I heard the same approach last month when I hosted a roundtable with Republican National Committee Chairman Reince Priebus and two dozen of our state’s most active campaigners. I came out of that meeting impressed that Northwest Republicans, despite our losses, remain motivated to build the party and offer real alternatives to Olympia’s stale political culture.
What same approach? You didn’t say what the approach was, only that you think it exists. Name some policy that you think will help move people rather than some people.
If we want to be trusted to improve our public schools, grow our economy and govern more effectively, then as Northwest Republicans we must build stronger governing coalitions — and we need to welcome new people inside our party’s tent to do so. As Priebus said, we will win through addition and multiplication in our ranks, not through subtraction and division.
I’m not inherently opposed to what he’s trying to say. But again, it’s the GOP policy that isn’t inclusive. It’s the policy that’s cruel. It’s the policy that people don’t want. And even here, he says schools and the economy are important but doesn’t mention any actual policy for improving them. Anyway, blah blah blah, the national party. I’m skipping that.
In the ethnic and minority communities I visited while running for governor, I invariably received a warm welcome and much encouragement.
So I hired someone with a history of making fun of Asians on Twitter. Also, I didn’t mention policy.
And to be clear, if you want to reach out to minority communities, you have to actually reach out to minority communities. The Democrats were once the party of white supremacy and were worse for minorities than the Republicans are now. But the Democrats took the long, difficult, sometimes painful road to inclusion. It cost us the solid South (LBJ said for a generation, but he seems to have underestimated it), and probably more than a few elections in the North. But the party transformed itself by listening, and by actually changing policies. As Darryl’s post this afternoon demonstrates, that’s not something the GOP seems to be willing to do right now.

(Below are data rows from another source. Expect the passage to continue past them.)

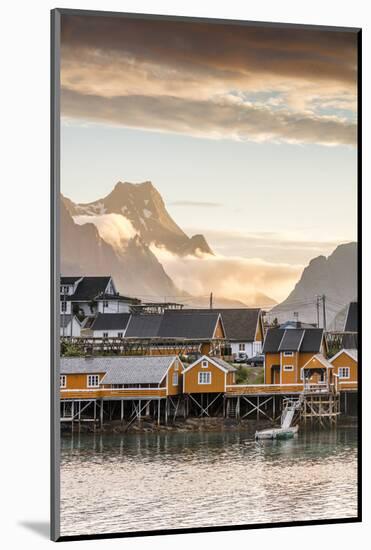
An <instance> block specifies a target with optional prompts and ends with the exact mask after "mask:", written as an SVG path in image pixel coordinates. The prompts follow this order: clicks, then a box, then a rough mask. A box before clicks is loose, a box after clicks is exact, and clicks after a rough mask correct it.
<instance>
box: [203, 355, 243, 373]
mask: <svg viewBox="0 0 371 550" xmlns="http://www.w3.org/2000/svg"><path fill="white" fill-rule="evenodd" d="M210 359H212V360H213V361H214V363H217V364H218V365H220V366H221V367H222V368H223V369H227V371H228V372H236V371H237V369H236V368H235V367H232V365H230V364H229V363H227V361H224V360H223V359H220V357H210Z"/></svg>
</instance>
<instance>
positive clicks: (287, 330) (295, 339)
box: [278, 328, 304, 351]
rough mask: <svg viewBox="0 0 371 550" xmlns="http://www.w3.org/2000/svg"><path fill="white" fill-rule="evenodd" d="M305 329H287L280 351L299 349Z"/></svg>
mask: <svg viewBox="0 0 371 550" xmlns="http://www.w3.org/2000/svg"><path fill="white" fill-rule="evenodd" d="M303 336H304V331H303V330H300V329H295V328H292V329H288V330H285V332H284V334H283V337H282V340H281V342H280V345H279V348H278V351H298V349H299V347H300V344H301V340H302V338H303Z"/></svg>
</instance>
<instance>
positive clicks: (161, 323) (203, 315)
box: [159, 310, 219, 340]
mask: <svg viewBox="0 0 371 550" xmlns="http://www.w3.org/2000/svg"><path fill="white" fill-rule="evenodd" d="M218 318H219V313H218V312H217V311H214V310H206V311H204V312H203V313H199V312H197V313H193V312H192V311H187V310H166V311H165V312H164V315H163V320H162V323H161V326H160V330H159V336H160V337H162V338H185V339H189V340H193V339H194V340H210V339H212V338H213V336H214V332H215V329H216V324H217V321H218Z"/></svg>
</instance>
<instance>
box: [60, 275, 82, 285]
mask: <svg viewBox="0 0 371 550" xmlns="http://www.w3.org/2000/svg"><path fill="white" fill-rule="evenodd" d="M79 279H82V277H81V276H80V277H63V276H61V285H74V284H75V283H76V281H78V280H79Z"/></svg>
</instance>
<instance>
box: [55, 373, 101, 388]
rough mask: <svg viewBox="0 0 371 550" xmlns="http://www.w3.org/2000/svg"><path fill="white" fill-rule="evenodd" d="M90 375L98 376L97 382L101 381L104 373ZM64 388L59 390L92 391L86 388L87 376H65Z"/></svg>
mask: <svg viewBox="0 0 371 550" xmlns="http://www.w3.org/2000/svg"><path fill="white" fill-rule="evenodd" d="M90 374H98V375H99V381H100V380H102V378H103V376H104V374H105V373H103V372H92V373H90ZM65 376H66V387H65V388H61V390H85V389H94V388H88V376H89V375H88V374H66V375H65Z"/></svg>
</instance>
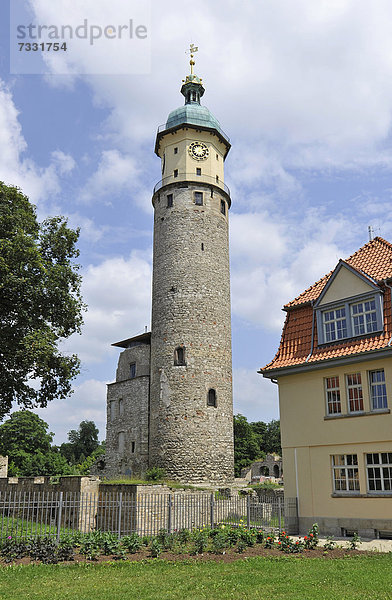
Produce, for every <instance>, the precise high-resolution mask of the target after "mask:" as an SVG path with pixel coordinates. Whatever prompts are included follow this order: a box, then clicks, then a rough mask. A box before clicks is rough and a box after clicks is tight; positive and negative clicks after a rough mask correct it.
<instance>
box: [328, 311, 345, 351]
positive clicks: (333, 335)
mask: <svg viewBox="0 0 392 600" xmlns="http://www.w3.org/2000/svg"><path fill="white" fill-rule="evenodd" d="M323 325H324V336H325V341H326V342H334V341H335V340H341V339H343V338H345V337H347V321H346V309H345V307H344V306H341V307H339V308H336V309H334V310H326V311H324V312H323Z"/></svg>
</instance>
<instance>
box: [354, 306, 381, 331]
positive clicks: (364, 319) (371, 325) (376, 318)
mask: <svg viewBox="0 0 392 600" xmlns="http://www.w3.org/2000/svg"><path fill="white" fill-rule="evenodd" d="M372 302H373V303H374V308H372V309H366V304H370V303H372ZM359 305H362V306H363V310H362V311H361V312H358V313H357V314H354V312H353V310H354V307H355V306H359ZM366 315H374V316H375V320H373V319H372V321H371V323H368V322H367V320H366ZM361 316H362V317H363V331H360V332H359V333H356V332H355V328H356V327H358V325H356V324H355V319H356V318H359V317H361ZM350 317H351V327H352V331H353V335H354V336H355V337H356V336H360V335H366V334H368V333H375V332H376V331H377V326H378V324H377V304H376V299H375V298H369V299H368V300H361V301H360V302H353V303H352V304H350ZM373 324H374V328H372V326H373Z"/></svg>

In the Sikh temples, at Latino and Asian-American community events, in meetings with African-American education reformers, and on the Indian reservations I revisited during my campaign — in all these communities and places, people expressed their appreciation for my presence. But they also asked, “Where are the other Republicans”?
Maybe this would be a good time to mention a policy change that happened when you went to those communities and listened to what they had to say.
They would go on to say, we have seen you many times outside of campaign season, but often our elected officials (in both parties) wait until election year to come around. That must change. In the deepest sense, Republicans “must be present to win,” as in winning over more support in these communities.
Our candidates must improve their connection to our state’s many diverse communities. Before we can win their votes, we have to spend time in their communities, and not just in the few months before Election Day, to learn how their personal priorities align with Republican principles.
(a) Mention policy. (b) I love how this paragraph reads like like Rob McKenna knows that none of the GOP candidates might actually be from those communities he’s trying to get votes from. What we’re done with the part about trying to recruit minorities without mentioning policy? OK. I’m going to skip over most of the rest of it, and in fairness he will mention vague outlines of policy in his section on getting younger voters. I’d be remiss if I didn’t include this paragraph though:
Fortunately, we are starting from a competitive position in Washington state. In the governor’s race, I won majorities in five of 10 congressional districts, in 31 of the state’s 39 counties and collectively in the 47 legislative districts that were not located entirely within Seattle city limits. To put it in perspective, had fewer than 48,000 of the more than 3 million voters who cast ballots chosen differently, this would be a very different guest column.
TOO BAD WE LET SEATTLE VOTE. It’s always a great way to expand your votes by literally saying if we ignore a segment of the population, we’d have won.